Partnership between VC firm and data platform aims to address anomaly in European venture funding.
Amsterdam Venture Partners (AVP) is joining forces with Index, tech publication The Next Web’s (TNW) machine-learning and data platform, to form Startup Banking, a new approach to addressing the dearth of relevant seed and early-stage capital for European start-ups.
“When you look at start-ups, especially in Europe, it is harder to raise capital than the US but, also, the knowledge about how to raise money among founders is scarce,” explained Patrick de Laive, co-founder of TNW in Amsterdam.
‘We expect to enable more and more cross-border investments in Europe’
– PATRICK DE LAIVE
The new partnership offers early-stage European start-ups an investment banking service at favourable terms and rates, and aims to help them raise seed and Series A rounds.
It aims to do so by combining AVP executives’ experience in funding and investment banking with machine-learning and matchmaking algorithms developed by Index.
These algorithms were tested at TNW’s 2017 Amsterdam conference, a rival to the Web Summit in Lisbon, and enabled 3,800 meetings between start-ups and investors, with a 4.5 out of 5 rating from these participants.
Knowledge is power
Speaking with Siliconrepublic.com, De Laive said that European start-ups are hobbled by borders, languages and a lack of knowledge-sharing among entrepreneurs.
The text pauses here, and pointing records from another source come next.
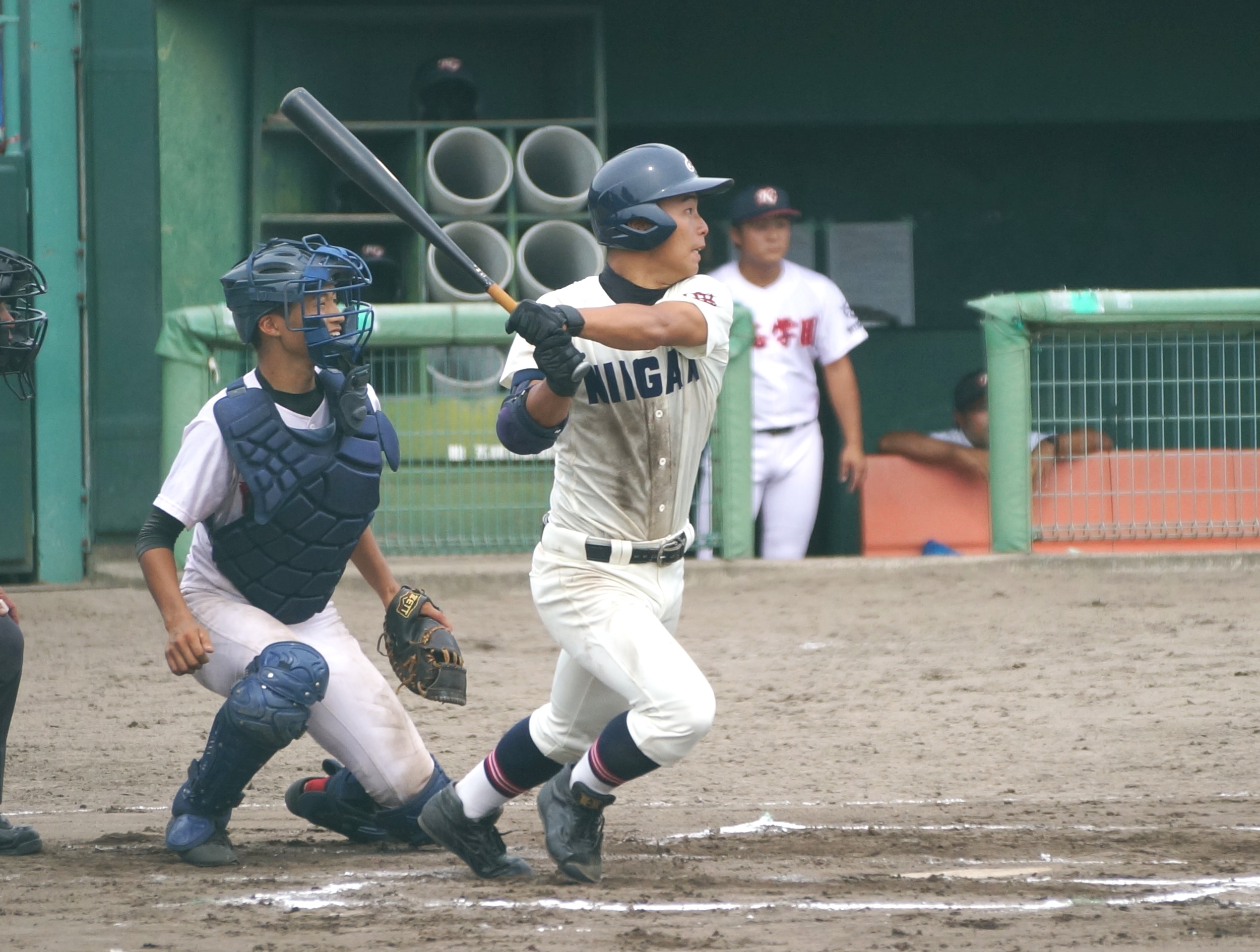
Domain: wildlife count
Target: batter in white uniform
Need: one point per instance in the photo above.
(608, 576)
(800, 318)
(279, 479)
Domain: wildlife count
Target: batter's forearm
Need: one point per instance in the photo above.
(842, 387)
(632, 327)
(545, 406)
(163, 581)
(371, 563)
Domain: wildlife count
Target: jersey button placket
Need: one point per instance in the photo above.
(662, 484)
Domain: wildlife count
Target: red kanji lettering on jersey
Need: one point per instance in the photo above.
(808, 329)
(783, 330)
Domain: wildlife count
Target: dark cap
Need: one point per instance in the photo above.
(971, 391)
(760, 202)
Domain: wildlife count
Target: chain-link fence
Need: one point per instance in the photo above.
(436, 370)
(1125, 417)
(1153, 433)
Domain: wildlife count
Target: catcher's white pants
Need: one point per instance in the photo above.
(361, 722)
(615, 626)
(787, 483)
“In the US, there are more funding rounds and people are more open about sharing knowledge. Founders are more educated around how the process works.
“A lot of start-ups in Europe either never get to raise seed funding and many never get to series A. The key is to raise money by getting in front of the right investors.”
A key factor of the platform, De Laive explained, is that, in helping start-ups to raise funding, Startup Banking plans to offer fees that will be a fraction of those charged by traditional investment bankers and venture capital (VC) firms.
“We connect the founders with investors and, if there is a connection that is made and that works out, then the founder is charged a fee.
“The reality is that corporate financiers don’t want to work on smaller funds, they are only interested in rounds of €5m-plus. As a result, there is virtually no market for seed funding rounds and early-stage investing when it comes to investment banking in Europe.
De Laive said that the model is unique to Europe and that there are no plans to bring the model to the US. “The US is a totally different market that requires a totally different product.
“The hardest part is the intelligence and figuring out what stage a company is at before it can meet potential investors. There is also the aspect of training and guiding the founders through the process. It’s one thing to run a company, but raising funding is a specialty.”
De Laive said that the plan is to start small, working intensively with a small number of start-ups, before finding its stride. Success within a year or two would see hundreds of European start-ups raising early-stage funding through the model.
“We expect to enable more and more cross-border investments in Europe. It doesn’t matter where you are based in Europe. The most important question is, if are you building a product or company you love, do you have knowledge about the market and who can invest in you?”